While more keywords are typed by people (and more queries about the subject), generally more important problems are facing, but the demographics are also important because if someone is very poor, you wouldn’t want to invest money to solve his problem because he has no money to pay for your efforts, so you have to find the right balance to be profitable in the content creation business.
It is much more difficult right now.
The googlebot hasn’t got a clue what is quality content and we really do need to stop beating ourselves up about this.
Yes, there are certain giveaways about page structure that are likely to indicate poor quality – ads in the body div above the fold, no images or videos etc. – but Google has absolutely no automatic way to ascertain the quality of your magnum opus other than:-
1) The correct keyphrases and LSI in the body text
2) The right amount of text (you’ll have to stick your finger in the air and guess at that one, but I reckon it’s about the 1000 word mark)
3) QUALITY INBOUND LINKS
It is STILL all about the links because that is something Google has very sophisticated metrics for, unlike content.

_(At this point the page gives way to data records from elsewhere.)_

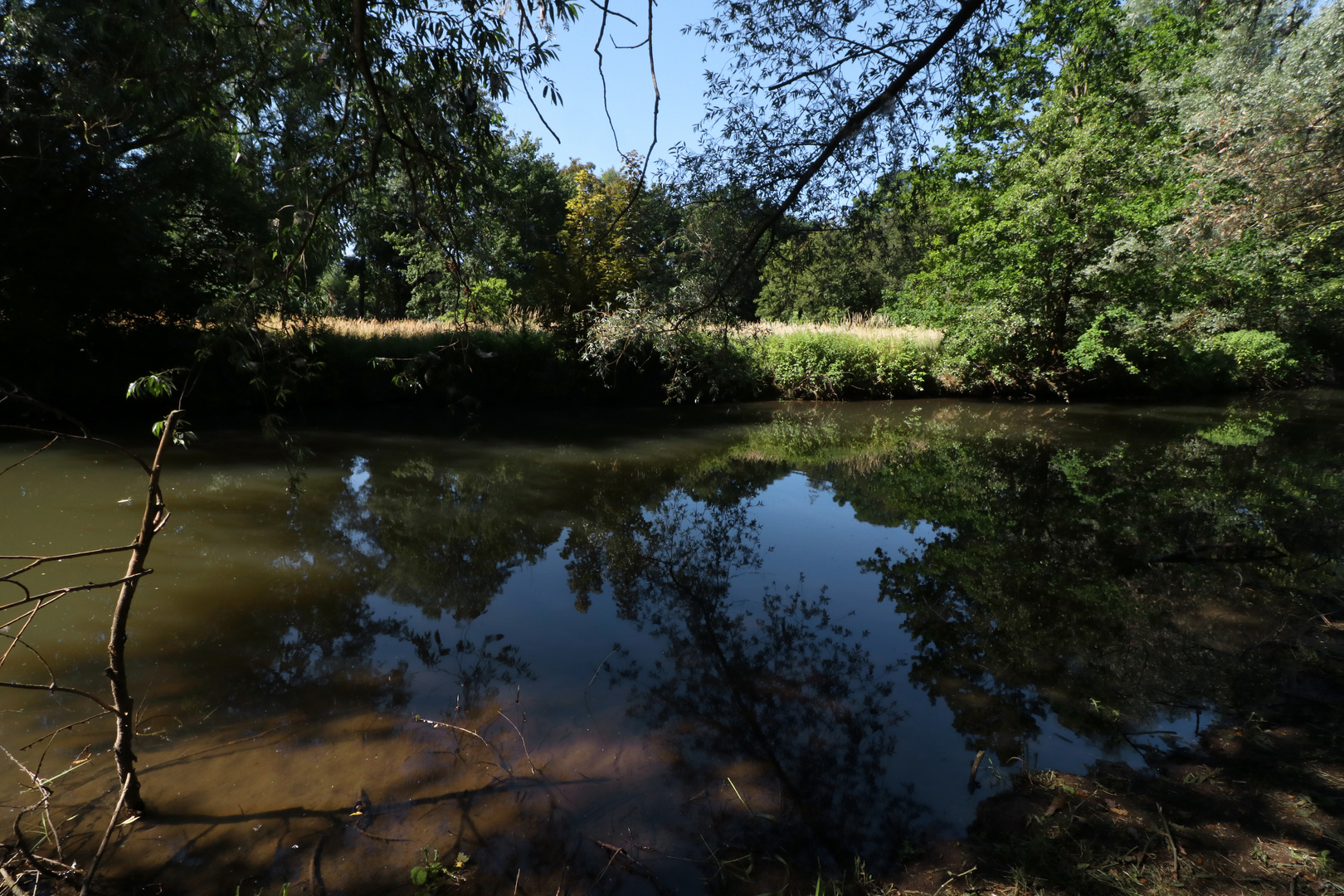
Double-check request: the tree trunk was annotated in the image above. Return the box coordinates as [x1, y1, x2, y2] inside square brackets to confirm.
[108, 411, 178, 813]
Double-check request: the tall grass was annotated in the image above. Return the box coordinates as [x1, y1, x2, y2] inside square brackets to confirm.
[317, 316, 942, 401]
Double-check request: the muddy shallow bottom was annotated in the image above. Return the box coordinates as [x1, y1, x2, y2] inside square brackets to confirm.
[0, 391, 1342, 894]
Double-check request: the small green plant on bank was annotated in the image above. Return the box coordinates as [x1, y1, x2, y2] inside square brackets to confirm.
[411, 846, 470, 896]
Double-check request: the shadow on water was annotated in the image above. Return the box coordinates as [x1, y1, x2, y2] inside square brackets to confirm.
[0, 392, 1344, 894]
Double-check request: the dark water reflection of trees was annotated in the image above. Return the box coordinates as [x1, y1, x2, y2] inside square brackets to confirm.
[194, 397, 1344, 881]
[566, 492, 918, 866]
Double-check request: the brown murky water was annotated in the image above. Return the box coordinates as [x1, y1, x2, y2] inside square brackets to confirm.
[0, 400, 1344, 894]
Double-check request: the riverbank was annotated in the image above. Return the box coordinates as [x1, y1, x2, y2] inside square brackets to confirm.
[0, 317, 1333, 426]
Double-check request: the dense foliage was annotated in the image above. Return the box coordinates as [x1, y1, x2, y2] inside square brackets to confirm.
[0, 0, 1344, 410]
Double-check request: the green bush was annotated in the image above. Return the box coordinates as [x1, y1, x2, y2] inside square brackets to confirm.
[1203, 329, 1297, 387]
[759, 330, 930, 401]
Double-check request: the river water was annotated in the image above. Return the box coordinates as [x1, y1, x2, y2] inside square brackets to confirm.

So, don’t waste time trying to outdo Wikipedia, put massive effort into getting the right links, and that’s NOT just high PR but also high Authority.
I think high quality solves a problem or answers a question, providing value, where low or medium quality just writes about a topic, restating information.
One wonder if there truly is a universal, “one size fits all” definition for quality. The whole purpose of all the content on a site is to impart something of value (another term that is not quite definable) to visitors. However, here is the catch: every visitor is going to have his or her individual, highly subjective assessment of whether he or she gained anything from visiting that site, and if the answer is in the positive, just how much he or she gained.That is as far as we mortals are concerned. Who knows about the god Google? Every time the god Google appears to have finally given us mortals definite clues on what the god is looking for in websites, we get yet one more nasty surprise.
I think there are two parts to a ‘quality’ article:
1 – Personality or USP
There needs to be a bit of you in there. A bit of personality. Differentiation. There is so much content out there and the only way to make something unique these days is to add your personal touch (since there is no one out there like you). This is the part of the content that resonates with people. The part that makes them either leave or jump on your bandwagon (you need a bit of both).
2 – Sharability
I think quality content is content that is worth sharing and I think this is exactly what Google is shifting its algorithm towards. The web world has never been more connected and Google understands that high(er) quality articles are those that get shared the most.
Those are just my thoughts
The Awesome answers happening here can be defined as quality. A mix of opinion and facts from real people sharing. I wonder though, when a blog page has so many responses, if there is an easy way to add navigation rather than scrolling down?
Thank you everyone!
Rick Woolsey
I use these three rules:
1. Quality content is Educational. It teaches you something… and something of value. It doesn’t always have to be a “how-to” type post, but you walk away from it thinking, “Hmmm, I didn’t know that.”
2. Quality content is Entertaining. It stirs up some kind of emotion. Almost any emotion will do. But, I’ve found that posts that don’t create any emotion rarely connect with readers.
3. Quality content is Concise. What’s said is said in as few words as possible while still conveying the main point. You don’t write to hear the sound of your own voice. You write to convey a point. Do that and be done.
There’s probably a lot more things you could look at, but the mind can only focus on so much at one time. I’ve found I never implement any kind of strategy that goes beyond 3-5 points… and I believe the 3 above are the most important.